Your favourite indie bands come, your favourite indie bands go. Aside from the initial sighs and/or exclamatory cries of disappointment, after a few months – unless you bought and still occasionally wear one of their T-shirts – you can just about remember them because they have been replaced by your latest favourite indie bands.
Such is the way the mop flops, but if you're Paul Finn (former lead singer and songwriter of Irish band The Flaws, whose very fine 2007 debut album, Achieving Vagueness, was titled all too accurately) you never forget how to place one chord in front of, behind or beside the other. Finn's return to music is a welcome one, as his former band were one of a multitude of music acts that, with prevailing winds behind their sails, could have/should have.
Somefinn, however, is a group effort (musicians include Sanzkrit’s David Marron and Paul Markey, and Elephant’s Paul Carolan) and their debut album quietly shines from start to finish.

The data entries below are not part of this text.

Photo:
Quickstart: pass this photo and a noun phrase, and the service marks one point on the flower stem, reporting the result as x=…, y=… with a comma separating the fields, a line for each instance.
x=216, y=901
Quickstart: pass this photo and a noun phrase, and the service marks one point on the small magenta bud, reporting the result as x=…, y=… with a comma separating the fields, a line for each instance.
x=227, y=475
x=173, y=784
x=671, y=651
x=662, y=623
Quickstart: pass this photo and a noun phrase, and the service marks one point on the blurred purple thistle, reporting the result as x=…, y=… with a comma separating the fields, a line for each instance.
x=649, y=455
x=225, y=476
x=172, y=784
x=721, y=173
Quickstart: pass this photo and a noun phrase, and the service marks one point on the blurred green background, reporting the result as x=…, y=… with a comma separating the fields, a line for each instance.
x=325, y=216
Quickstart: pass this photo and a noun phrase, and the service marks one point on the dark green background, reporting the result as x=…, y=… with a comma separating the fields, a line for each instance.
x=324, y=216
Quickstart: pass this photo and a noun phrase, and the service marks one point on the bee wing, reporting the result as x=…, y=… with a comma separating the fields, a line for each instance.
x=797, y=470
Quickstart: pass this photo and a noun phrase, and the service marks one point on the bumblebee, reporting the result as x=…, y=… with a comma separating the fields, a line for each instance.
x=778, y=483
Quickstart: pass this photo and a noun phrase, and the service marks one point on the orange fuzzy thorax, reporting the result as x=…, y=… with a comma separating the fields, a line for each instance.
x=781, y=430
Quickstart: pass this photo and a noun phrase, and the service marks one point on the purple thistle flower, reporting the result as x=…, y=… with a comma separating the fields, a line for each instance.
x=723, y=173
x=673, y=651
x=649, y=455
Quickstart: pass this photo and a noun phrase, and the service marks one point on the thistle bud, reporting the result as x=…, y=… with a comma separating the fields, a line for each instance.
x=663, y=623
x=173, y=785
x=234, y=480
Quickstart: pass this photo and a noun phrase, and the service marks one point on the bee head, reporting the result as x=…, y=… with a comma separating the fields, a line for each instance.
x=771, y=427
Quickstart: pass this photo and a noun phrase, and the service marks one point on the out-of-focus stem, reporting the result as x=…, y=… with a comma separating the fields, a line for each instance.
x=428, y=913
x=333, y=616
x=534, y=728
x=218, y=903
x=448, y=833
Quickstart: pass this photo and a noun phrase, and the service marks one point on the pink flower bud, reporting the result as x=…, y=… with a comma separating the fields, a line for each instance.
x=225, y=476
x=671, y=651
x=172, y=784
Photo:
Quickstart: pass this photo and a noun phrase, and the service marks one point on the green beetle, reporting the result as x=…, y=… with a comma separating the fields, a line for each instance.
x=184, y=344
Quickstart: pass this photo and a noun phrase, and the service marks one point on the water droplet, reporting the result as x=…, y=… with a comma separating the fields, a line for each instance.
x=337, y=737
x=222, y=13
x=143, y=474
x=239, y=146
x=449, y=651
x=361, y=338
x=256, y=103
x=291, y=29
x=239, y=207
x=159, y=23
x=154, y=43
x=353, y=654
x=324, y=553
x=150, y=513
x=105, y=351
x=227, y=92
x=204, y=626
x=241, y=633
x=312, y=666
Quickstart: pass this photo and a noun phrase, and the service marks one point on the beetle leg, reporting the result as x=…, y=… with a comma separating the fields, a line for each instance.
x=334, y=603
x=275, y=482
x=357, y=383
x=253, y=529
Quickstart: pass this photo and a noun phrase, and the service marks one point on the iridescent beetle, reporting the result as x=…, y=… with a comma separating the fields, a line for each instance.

Its theme is, inevitably, 2020-oriented, with rhythms and melodies formed to create eight songs that directly reference a very weird year. As such, the sonic mood fluctuates from feverish (Contact, Starlet’s Dream) and placid (Nobodies Fool, Springtime) to disoriented (Blue Wave, A Just Refrain).
The end result is a really satisfying piece of work that is, says Finn, “part meditation on self-doubt and part proclamation of intent for the future”.